Très belle alerte Jean-Claude !

Je me posais justement la question et suite à une discussion entre ami(e)s certains en ont conclu que c'était une atteinte supplémentaire à notre liberté individuelle.

merci Jean Claude pour cette alerte

quand on dit de quelque chose qu'il est gratuit, il est nécessaire de préciser gratuit "pour qui".

Dans le cas présent des paiements en ligne, on ne sait pas toujours qui finance le moyen de paiement, et qui se paye par une "commission" sur le montant réglé.
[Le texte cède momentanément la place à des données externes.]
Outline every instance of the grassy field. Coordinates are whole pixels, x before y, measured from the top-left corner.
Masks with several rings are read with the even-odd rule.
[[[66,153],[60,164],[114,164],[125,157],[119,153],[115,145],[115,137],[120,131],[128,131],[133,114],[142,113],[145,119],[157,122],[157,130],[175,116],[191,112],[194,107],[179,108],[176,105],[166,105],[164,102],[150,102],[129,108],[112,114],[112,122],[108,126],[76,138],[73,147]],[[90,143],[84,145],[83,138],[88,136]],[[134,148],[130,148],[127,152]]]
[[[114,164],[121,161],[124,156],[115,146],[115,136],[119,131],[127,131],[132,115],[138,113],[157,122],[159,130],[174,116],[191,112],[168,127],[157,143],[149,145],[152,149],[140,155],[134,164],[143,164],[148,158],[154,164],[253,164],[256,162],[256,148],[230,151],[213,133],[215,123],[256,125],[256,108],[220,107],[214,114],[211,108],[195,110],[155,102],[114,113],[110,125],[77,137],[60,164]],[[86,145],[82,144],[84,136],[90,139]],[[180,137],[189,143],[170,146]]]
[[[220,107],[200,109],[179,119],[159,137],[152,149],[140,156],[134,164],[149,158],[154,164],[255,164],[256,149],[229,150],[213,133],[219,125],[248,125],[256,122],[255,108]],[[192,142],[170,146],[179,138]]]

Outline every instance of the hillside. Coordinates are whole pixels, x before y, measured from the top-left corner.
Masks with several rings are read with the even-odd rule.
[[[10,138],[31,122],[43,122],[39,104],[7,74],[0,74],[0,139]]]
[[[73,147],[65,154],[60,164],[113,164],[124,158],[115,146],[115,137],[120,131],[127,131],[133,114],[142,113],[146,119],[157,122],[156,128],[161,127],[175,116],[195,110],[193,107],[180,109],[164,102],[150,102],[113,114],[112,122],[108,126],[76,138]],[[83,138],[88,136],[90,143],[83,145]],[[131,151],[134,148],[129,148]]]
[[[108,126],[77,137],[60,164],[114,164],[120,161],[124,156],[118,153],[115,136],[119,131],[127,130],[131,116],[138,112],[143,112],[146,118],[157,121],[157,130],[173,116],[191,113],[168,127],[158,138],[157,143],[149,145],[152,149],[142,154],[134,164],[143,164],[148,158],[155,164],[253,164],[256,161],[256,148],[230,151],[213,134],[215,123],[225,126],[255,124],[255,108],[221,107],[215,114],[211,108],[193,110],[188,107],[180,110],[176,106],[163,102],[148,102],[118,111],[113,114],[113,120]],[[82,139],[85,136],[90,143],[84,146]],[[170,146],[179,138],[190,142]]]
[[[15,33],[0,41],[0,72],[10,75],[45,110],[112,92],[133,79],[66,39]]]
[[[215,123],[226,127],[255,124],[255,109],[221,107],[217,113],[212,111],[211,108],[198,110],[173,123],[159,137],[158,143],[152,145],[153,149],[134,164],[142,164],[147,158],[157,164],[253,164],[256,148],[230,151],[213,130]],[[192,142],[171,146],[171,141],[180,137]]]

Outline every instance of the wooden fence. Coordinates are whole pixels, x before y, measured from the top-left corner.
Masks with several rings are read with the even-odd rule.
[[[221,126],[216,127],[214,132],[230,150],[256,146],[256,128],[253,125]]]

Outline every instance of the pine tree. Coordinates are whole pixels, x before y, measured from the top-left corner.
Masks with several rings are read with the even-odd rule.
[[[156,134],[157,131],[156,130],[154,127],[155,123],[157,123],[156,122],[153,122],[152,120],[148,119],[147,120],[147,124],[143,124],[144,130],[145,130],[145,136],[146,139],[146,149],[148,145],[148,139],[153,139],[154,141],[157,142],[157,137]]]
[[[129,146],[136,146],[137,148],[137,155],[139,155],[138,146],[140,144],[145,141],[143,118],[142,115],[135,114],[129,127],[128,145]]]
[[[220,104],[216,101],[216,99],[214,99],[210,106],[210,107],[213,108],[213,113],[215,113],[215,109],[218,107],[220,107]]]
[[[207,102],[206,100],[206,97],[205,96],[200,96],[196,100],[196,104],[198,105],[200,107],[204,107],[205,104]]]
En tout cas la payeur voit la facilité et le coût pour lui, pas pour les autres acteurs.

Quand tu écris "vive le billet de banque", tu omets de rappeler le coût d'un billet de Banque, sans commune mesure avec le coût d'un virement par internet. L'écart est encore plus important entre un chèque et un virement par internet...

amicalement

Cher Philippe
J’ai bien conscience que la fabrication et la gestion des billets a un coût payé d’une manière ou d’une autre par « la collectivité ». J’ai conscience que le chèque et son traitement ont également un coût. Comme moyen de paiement gratuit des sommes importantes je privilégie (en Europe) le virement dont on peu estimer qu’il n’a pas de coût marginal… une fois l’investissement informatique réalisé et sa maintenance assurée. Mais il ne s’agit pas de cela.
Je veux attirer l’attention sur l’effet simple sur le consommateur. Quand on est menacé de croissance zéro ou très lente de l’économie donc des pouvoirs d’achat tous les petits grignotages qui étaient presque insensibles en période de croissance et d’inflation le deviennent beaucoup moins. Qu’il s’agisse de petites taxes parafiscales de rien du tout prélevées par l’Etat et ses prolongations (pensons à toutes les petites lignes de nos taxes locales, factures d’électricité, d’eau etc…) ou qu’il s’agisse de prélèvements d’entreprises privées.
Dans le cas du secteur financier, je te rappelle que son poids dans l’économie s’est sensiblement accru au cours des dernières décennies. Je pense qu’un peu de frugalité va devenir indispensable là aussi.

Jean-Claude, tu as 100% raison sur le danger des petits prélèvements qui s'assimilent à des impôts privés (ou à un racket ?): c'est comme cela que la banque de marché a réussi a devenir ce qu'elle est dans l'indifférence générale. Je te suis moins sur le billet, car les banques arrivent quand même à faire payer le retrait de billets (en tout cas d'un guichet d'une autre banque).